You guys are all sooo lucky! Hunting was not part of growing up in urban Germany. I did my Hunter Training after leaving the army, but did not get a chance to really hunt (shot a roe deer from a high stand, not very exiting), until I moved to New Zealand. My first hunt was on Coppermine Creek, just north of Haast, on the West Coast of the South Island, and I was 40 years old! I was going in with Hans, a dutch immigrant and ultra keen hunter, his 12 year old son, and the son's best friend. West Coast gets 3000mm (120") of rain a year, and I swear we got most of it on the way in. It normally is a 90 minute walk in the riverbed to the Coppermine Creek hut from the last place you can drive to. Well, that day there was no way we could have walked the riverbed. We took a dim trail along the banks, crossing a lot of creeks that went to mid thigh for Hans and me, and to chest height for the boys, just handing the kids across. Well, in the hut much later that day, I thought: "No way are we going to get anything in this downpour!"
Now, West Coast weather is as unpredictable as they come. The next morning was one of the most beautiful days I have ever seen, a brilliantly blue sky, a freshly washed forest, it was like the Dawn of Time itself. Hans took the boys along the river flats, and told me to hunt up the creek. Coppermine, like most West Coast creeks, is full of boulders from the size of a football to the size of a small car, with cold weather rain forest right to the banks. I had started at first light, and by 0900 was maybe 1.5km upstream from the hut, when a red deer hind stepped out about 90m upstream from me, followed by a female yearling. I was carrying Hans' oldest son's rifle, a 6.5x55mm Swedish Mauser restocked. The scene is engraved in my memory, playing as if in slow motion: The brilliant morning light, the birdsong in the forest, the two deer picking their way across the stream. I put the crosshairs onto the yearling's neck and fire. She goes down, the mother starts running, disappears from sight behind a boulder for a moment. I have a long internal debate, do I shoot her as well or not (it must have taken all of a second but feels like years). She comes out the other side, I decide to let her go, carrying one out is going to be tough enough. She disappears into the forest. Suddenly the yearling gets up and runs the other way, towards the treeline. Another eternal one second thought: "If she gets in there I will never find her again, it's too dense!" I shoot, know I've hit her again, she keeps going. I shoot again, am sure I was too high this time. She keeps going. 2m from the trees she falls down in a heap, stone dead. My ears are ringing, all the birds have shut up, only the river makes it's usual racket.

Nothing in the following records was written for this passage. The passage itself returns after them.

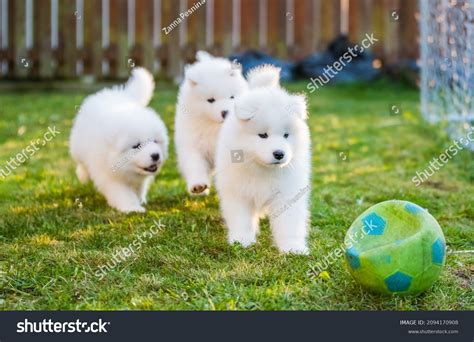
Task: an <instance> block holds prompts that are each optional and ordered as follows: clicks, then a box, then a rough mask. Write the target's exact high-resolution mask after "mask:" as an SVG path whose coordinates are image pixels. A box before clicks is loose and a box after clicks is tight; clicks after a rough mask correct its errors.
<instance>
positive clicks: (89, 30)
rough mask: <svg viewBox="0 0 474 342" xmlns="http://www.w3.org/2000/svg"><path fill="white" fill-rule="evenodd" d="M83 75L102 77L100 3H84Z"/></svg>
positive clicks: (101, 4)
mask: <svg viewBox="0 0 474 342" xmlns="http://www.w3.org/2000/svg"><path fill="white" fill-rule="evenodd" d="M82 20H83V22H84V48H83V51H82V52H81V57H82V59H83V61H84V74H86V75H94V76H96V77H101V76H102V59H103V50H102V1H90V0H89V1H88V0H85V1H84V15H83V16H82Z"/></svg>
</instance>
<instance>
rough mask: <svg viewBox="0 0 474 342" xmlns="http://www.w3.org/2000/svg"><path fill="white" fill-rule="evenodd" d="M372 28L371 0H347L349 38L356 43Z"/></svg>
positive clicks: (351, 40) (368, 32) (370, 30)
mask: <svg viewBox="0 0 474 342" xmlns="http://www.w3.org/2000/svg"><path fill="white" fill-rule="evenodd" d="M412 1H413V0H412ZM372 30H373V27H372V0H349V39H350V40H351V41H352V42H356V43H358V42H360V41H361V40H362V38H363V36H364V35H365V34H366V33H369V34H370V33H371V31H372Z"/></svg>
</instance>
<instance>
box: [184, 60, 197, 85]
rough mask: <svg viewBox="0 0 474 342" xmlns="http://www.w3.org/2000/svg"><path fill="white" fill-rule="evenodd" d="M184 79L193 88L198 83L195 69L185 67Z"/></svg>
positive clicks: (191, 67) (192, 66)
mask: <svg viewBox="0 0 474 342" xmlns="http://www.w3.org/2000/svg"><path fill="white" fill-rule="evenodd" d="M184 78H185V80H186V81H187V82H189V83H190V84H191V85H192V86H193V87H194V86H196V85H197V84H198V83H199V82H198V80H199V75H198V73H197V71H196V69H195V68H193V66H192V65H186V66H185V67H184Z"/></svg>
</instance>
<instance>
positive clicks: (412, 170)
mask: <svg viewBox="0 0 474 342" xmlns="http://www.w3.org/2000/svg"><path fill="white" fill-rule="evenodd" d="M305 85H306V84H304V83H299V84H292V85H290V86H289V88H290V89H291V90H294V91H304V90H305ZM87 94H88V93H87V92H86V91H80V92H79V93H78V92H72V91H61V92H51V91H49V92H48V91H30V92H16V93H15V92H8V91H2V93H1V94H0V167H4V166H5V163H6V161H7V160H8V159H10V158H11V157H13V156H15V155H16V154H17V153H18V152H21V151H22V149H24V148H25V147H26V146H27V145H28V144H29V142H30V141H31V140H34V139H38V138H42V137H43V134H44V133H45V132H46V131H47V129H48V126H56V129H57V130H59V131H60V132H61V133H60V134H59V135H58V136H57V137H56V138H54V139H53V140H52V141H51V142H49V143H47V144H46V145H45V146H42V147H41V148H40V149H39V151H37V152H36V153H35V154H34V155H33V156H32V157H31V158H30V159H29V160H27V161H26V162H25V163H24V164H23V165H21V166H19V167H18V168H16V169H15V170H14V172H13V173H12V174H11V175H10V176H8V177H7V178H6V179H4V180H2V179H1V177H0V309H4V310H31V309H36V310H38V309H51V310H57V309H61V310H63V309H70V310H73V309H78V310H82V309H92V310H96V309H134V310H138V309H145V310H147V309H154V310H203V309H204V310H214V309H216V310H234V309H236V310H255V309H256V310H467V309H474V295H473V292H474V291H473V288H474V287H473V286H474V285H473V282H472V276H473V274H474V260H473V254H468V253H452V254H448V256H447V264H446V267H445V270H444V272H443V273H442V276H441V278H440V280H439V281H438V282H436V283H435V285H434V286H433V287H431V288H430V289H429V290H428V291H426V292H425V293H423V294H421V295H418V296H411V297H400V296H379V295H373V294H370V293H367V292H366V291H365V290H363V289H362V288H361V287H359V286H358V285H357V283H355V281H353V280H352V278H351V277H350V275H349V273H348V272H347V271H346V269H345V265H344V260H343V258H339V259H338V260H337V262H335V263H334V264H332V265H331V266H330V267H329V268H328V270H327V272H328V275H329V277H327V276H325V277H322V276H320V275H318V274H317V272H314V269H315V265H316V263H317V262H318V261H321V260H322V259H323V258H324V257H325V256H326V255H328V253H330V252H331V251H333V250H334V249H335V248H337V247H338V246H340V244H341V242H342V240H343V237H344V235H345V232H346V230H347V229H348V227H349V226H350V224H351V222H352V221H353V220H354V219H355V218H356V217H357V216H358V215H359V214H360V213H362V212H363V211H364V210H365V209H367V208H368V207H370V206H371V205H373V204H375V203H377V202H380V201H383V200H387V199H405V200H409V201H413V202H415V203H418V204H419V205H421V206H423V207H425V208H428V209H429V211H430V213H431V214H433V215H434V216H435V217H436V218H437V219H438V221H439V223H440V225H441V226H442V228H443V231H444V234H445V236H446V240H447V245H448V249H449V250H450V251H463V250H464V251H465V250H472V249H474V248H473V247H474V246H473V241H474V158H473V155H472V154H471V153H469V152H467V151H463V152H462V153H460V154H458V155H456V156H455V157H454V158H453V159H452V160H451V161H449V163H447V164H446V165H445V166H444V167H443V168H442V169H440V170H439V171H438V172H437V173H435V174H434V175H433V176H432V177H431V178H430V179H429V181H427V182H425V183H424V184H423V185H421V186H419V187H415V185H414V184H413V183H412V181H411V179H412V177H413V176H414V175H415V172H416V171H420V170H424V169H425V168H427V167H428V165H429V161H430V160H431V159H432V158H433V157H437V156H439V155H440V154H441V153H442V152H443V151H444V150H445V149H446V148H447V147H448V146H449V145H450V143H451V142H450V140H449V139H448V138H447V137H446V136H445V135H444V134H443V133H442V132H443V131H442V130H441V129H440V128H435V127H430V126H428V125H427V124H425V123H424V122H423V121H422V119H421V116H420V112H419V94H418V91H417V90H415V89H412V88H408V87H405V86H402V85H397V84H393V83H390V82H387V81H379V82H377V83H375V84H372V85H351V86H326V87H324V88H322V89H320V90H318V91H317V92H316V93H314V94H312V95H310V96H309V104H310V119H309V124H310V127H311V133H312V156H313V157H312V191H311V213H312V215H311V233H310V238H309V244H310V248H311V255H310V256H294V255H289V256H285V255H280V254H279V253H278V251H277V250H276V248H275V247H273V246H272V243H271V236H270V234H269V228H268V222H267V221H264V223H263V228H262V233H261V235H260V237H259V239H258V243H257V244H256V245H255V246H253V247H251V248H249V249H244V248H242V247H239V246H229V245H228V244H227V243H226V237H225V230H224V226H223V221H222V219H221V216H220V213H219V208H218V198H217V196H216V194H215V192H214V191H213V192H212V194H211V195H210V196H209V197H207V198H191V197H189V196H188V195H187V194H186V193H185V186H184V182H183V180H182V179H181V178H180V176H179V174H178V171H177V168H176V159H175V155H174V153H171V158H170V160H168V161H167V163H166V164H165V166H164V168H163V171H162V173H161V174H160V175H159V177H158V178H157V180H156V182H155V183H154V185H153V187H152V189H151V191H150V194H149V204H148V205H147V212H146V213H145V214H130V215H125V214H120V213H118V212H116V211H114V210H112V209H110V208H109V207H108V206H107V205H106V202H105V200H104V198H103V197H102V196H101V195H99V194H98V193H96V192H95V191H94V188H93V186H92V185H90V184H89V185H86V186H83V185H81V184H79V182H78V180H77V179H76V177H75V173H74V164H73V162H72V160H71V158H70V157H69V155H68V136H69V132H70V129H71V124H72V120H73V118H74V115H75V112H76V110H77V106H78V105H79V104H80V103H81V101H82V100H83V99H84V97H85V96H86V95H87ZM176 94H177V89H176V88H175V87H172V86H166V85H160V86H159V87H158V89H157V91H156V95H155V96H154V98H153V101H152V103H151V106H152V107H153V108H155V109H156V110H157V111H158V112H159V113H161V115H162V117H163V119H164V120H165V122H166V124H167V126H168V128H169V130H170V136H172V131H173V115H174V103H175V99H176ZM393 105H396V106H398V107H400V108H401V110H400V114H399V115H394V114H393V113H391V111H390V108H391V107H392V106H393ZM170 148H171V151H174V146H173V144H171V147H170ZM156 222H160V223H161V224H162V225H161V226H160V228H157V227H156ZM153 227H154V228H153ZM152 228H153V230H152V232H153V234H151V233H150V229H152ZM144 234H145V235H144ZM137 241H140V243H137ZM134 243H135V245H134ZM138 244H139V245H140V248H135V249H134V250H133V253H132V254H131V255H129V257H127V258H125V259H121V260H120V262H116V263H115V264H114V265H115V266H110V267H109V269H108V271H107V272H106V273H105V272H104V273H102V276H101V277H99V276H97V275H96V273H97V272H98V271H99V270H100V269H101V266H102V269H104V265H112V264H113V263H114V262H113V261H112V260H113V258H114V255H116V253H117V251H119V250H122V252H123V249H122V248H124V247H127V246H136V245H138ZM129 250H130V249H129ZM112 268H113V269H112ZM99 273H100V272H99Z"/></svg>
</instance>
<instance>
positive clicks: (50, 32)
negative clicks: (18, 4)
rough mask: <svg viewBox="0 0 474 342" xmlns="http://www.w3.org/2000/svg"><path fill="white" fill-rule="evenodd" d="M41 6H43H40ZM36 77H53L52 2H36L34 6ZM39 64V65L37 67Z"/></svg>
mask: <svg viewBox="0 0 474 342" xmlns="http://www.w3.org/2000/svg"><path fill="white" fill-rule="evenodd" d="M39 4H41V5H40V6H39ZM34 18H35V19H34V26H33V27H34V30H33V32H34V42H35V43H34V46H35V47H34V50H35V54H34V55H35V65H34V67H35V68H34V72H35V77H38V78H42V79H49V78H52V77H53V69H52V60H53V53H52V50H51V1H41V2H38V1H37V2H35V6H34ZM36 64H37V65H36Z"/></svg>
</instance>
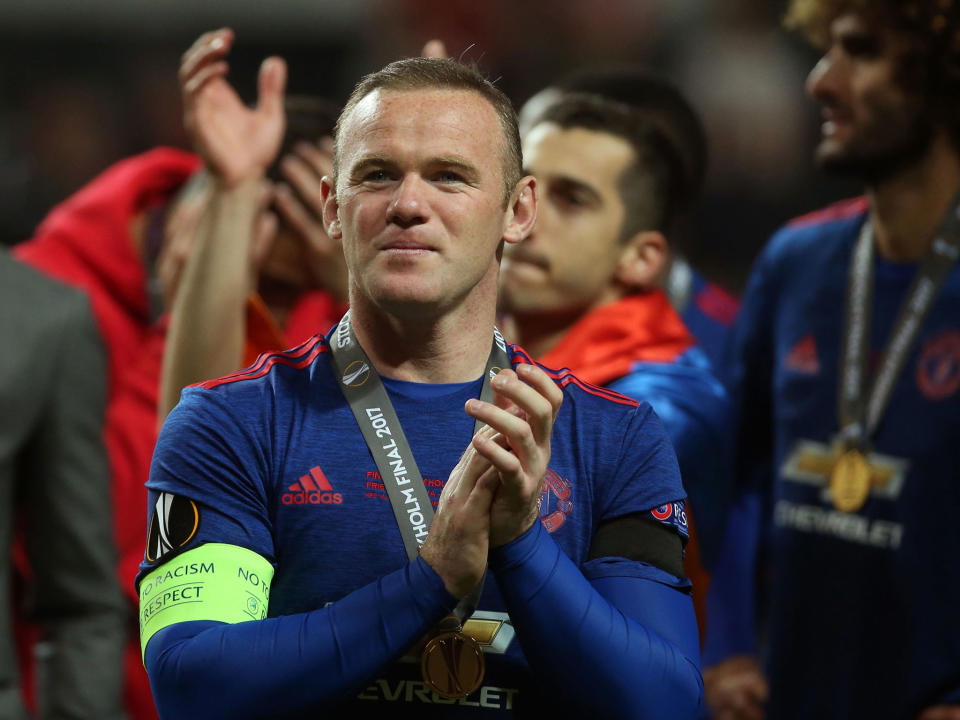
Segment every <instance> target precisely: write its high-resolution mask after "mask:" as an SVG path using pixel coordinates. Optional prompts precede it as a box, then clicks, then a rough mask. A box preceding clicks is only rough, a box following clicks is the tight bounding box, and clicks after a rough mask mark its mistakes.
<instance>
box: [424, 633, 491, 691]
mask: <svg viewBox="0 0 960 720" xmlns="http://www.w3.org/2000/svg"><path fill="white" fill-rule="evenodd" d="M485 669H486V661H485V660H484V657H483V650H482V649H481V647H480V644H479V643H478V642H477V641H476V640H474V639H473V638H472V637H470V636H469V635H467V634H465V633H463V632H459V631H458V632H443V633H440V634H439V635H436V636H435V637H433V638H432V639H431V640H430V641H429V642H428V643H427V644H426V646H425V647H424V648H423V655H422V656H421V658H420V672H421V674H422V675H423V681H424V683H426V685H427V687H429V688H430V689H431V690H433V691H434V692H435V693H437V695H439V696H440V697H444V698H449V699H459V698H465V697H467V696H468V695H470V693H472V692H474V691H475V690H476V689H477V688H478V687H480V683H481V682H483V673H484V670H485Z"/></svg>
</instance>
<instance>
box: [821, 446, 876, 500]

I have sat for a long time with that deer. When I gutted her, I found that the first shot hat missed the spine but severed the windpipe and one carotid. The second hit her going away, just behind the right ribs, traversing stomach, heart and lungs and exiting through the left shoulder. There was no trace of the third shot. After gutting her, I dragged her into the creek and thoroughly washed her insides, as the stomach had leaked. The meat afterwards was excellent, I must have gotten all the muck out. Carrying her out, though, was a big job. I had learned to make a backpack by threading the back legs through the front legs, but she must have weighed well in excess of 50kg even gutted and beheaded.
When I finally arrived back at the hut, I was amazed to realize that it was not even noon yet, and that Hans and the boys were still out. I felt like I had lived a lifetime.
I have hunted NZ and Australia since, and will keep hunting as long as I can, hopefully for many decades. I may have started late, but the bug has bitten deep. Oh, and BTW: I bought that rifle off Hans' son, later, and it is still my favorite hunting firearm - but that's a story for another day.